Karen State shall be governed in accordance with the wishes of the people of the State. The policy of the Karen National Union is National Democracy. It fully recognises and encourages private ownership and welcomes foreign investment. All the people in Karen State (Kawthoolei) shall be given democratic rights, politically, economically, socially and culturally. Freedom and equality of all religions is guaranteed. Karen State (Kawthoolei) will maintain cordial relationships with all other states on the basis of mutual respect, peace and prosperity. Karen State (Kawthoolei) will never permit the growing or refining of opium or the sales and transport of illicit drugs through its territory.
The Karen Revolution is more than just a struggle for survival against national oppression, subjugation, exploitation and domination of the Karen people by the Burmese rulers. It has the aim of a genuine Federal Union comprised of all the states of the nationalities on the basis of equality and self-determination.

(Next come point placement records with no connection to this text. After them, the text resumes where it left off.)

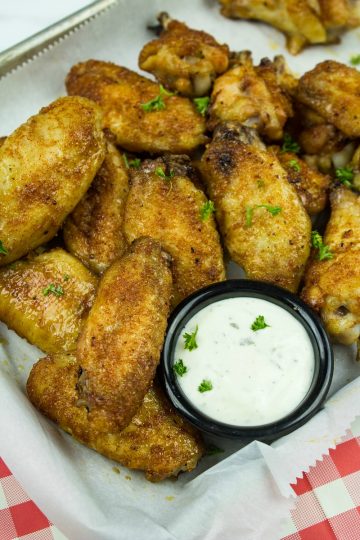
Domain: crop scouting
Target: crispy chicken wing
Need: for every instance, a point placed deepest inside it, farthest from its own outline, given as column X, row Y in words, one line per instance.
column 46, row 166
column 157, row 440
column 263, row 223
column 93, row 231
column 332, row 286
column 183, row 59
column 45, row 299
column 141, row 115
column 120, row 345
column 255, row 96
column 165, row 204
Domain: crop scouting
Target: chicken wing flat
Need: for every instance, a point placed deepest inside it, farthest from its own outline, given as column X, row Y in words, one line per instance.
column 332, row 285
column 157, row 440
column 120, row 345
column 263, row 223
column 183, row 59
column 46, row 166
column 331, row 90
column 93, row 231
column 165, row 204
column 46, row 298
column 139, row 112
column 252, row 96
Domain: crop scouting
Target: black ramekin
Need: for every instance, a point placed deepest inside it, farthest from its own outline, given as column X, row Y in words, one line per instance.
column 324, row 360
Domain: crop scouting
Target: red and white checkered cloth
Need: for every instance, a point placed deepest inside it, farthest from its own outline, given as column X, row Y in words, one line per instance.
column 327, row 505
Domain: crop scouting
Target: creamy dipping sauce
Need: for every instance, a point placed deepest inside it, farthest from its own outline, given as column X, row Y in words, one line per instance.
column 242, row 372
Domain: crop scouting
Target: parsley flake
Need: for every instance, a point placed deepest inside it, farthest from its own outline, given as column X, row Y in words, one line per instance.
column 324, row 252
column 259, row 323
column 202, row 105
column 57, row 290
column 206, row 210
column 205, row 386
column 190, row 340
column 180, row 368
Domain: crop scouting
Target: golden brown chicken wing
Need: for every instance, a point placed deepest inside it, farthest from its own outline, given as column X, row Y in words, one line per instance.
column 46, row 166
column 157, row 440
column 120, row 345
column 183, row 59
column 140, row 113
column 165, row 204
column 263, row 223
column 45, row 299
column 93, row 231
column 332, row 285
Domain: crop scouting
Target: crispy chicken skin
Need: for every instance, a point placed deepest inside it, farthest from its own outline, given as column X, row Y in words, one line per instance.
column 121, row 93
column 50, row 322
column 93, row 231
column 170, row 211
column 120, row 345
column 157, row 440
column 242, row 177
column 332, row 91
column 332, row 287
column 184, row 60
column 253, row 96
column 46, row 166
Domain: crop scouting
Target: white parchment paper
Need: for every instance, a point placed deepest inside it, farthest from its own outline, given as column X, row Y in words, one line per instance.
column 244, row 493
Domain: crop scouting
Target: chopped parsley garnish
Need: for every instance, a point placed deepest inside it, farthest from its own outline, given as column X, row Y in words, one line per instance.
column 206, row 210
column 158, row 103
column 3, row 250
column 205, row 386
column 289, row 145
column 202, row 105
column 190, row 340
column 160, row 172
column 294, row 164
column 273, row 210
column 180, row 368
column 324, row 252
column 57, row 290
column 259, row 323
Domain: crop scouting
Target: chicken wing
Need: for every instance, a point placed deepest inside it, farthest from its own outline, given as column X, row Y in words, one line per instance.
column 120, row 345
column 157, row 440
column 93, row 231
column 332, row 285
column 46, row 166
column 263, row 223
column 184, row 60
column 45, row 299
column 140, row 113
column 165, row 204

We strongly believe in the Charter of the United Nations, its Declarations on Human Rights, the principle of Self-Determination and the Democratic Rights of Peoples - all causes for which we are fighting.
The Karen National Union has maintained its structure and purpose since its formation. The KNU acts as a governmental presence for the Karen people. The KNU provides basic social services for those affected by the conflict, including displaced Karen people. These services include building school systems, providing medical services, regulating trade and commerce, and providing security through the Karen National Liberation Army (KNLA), the KNU's army.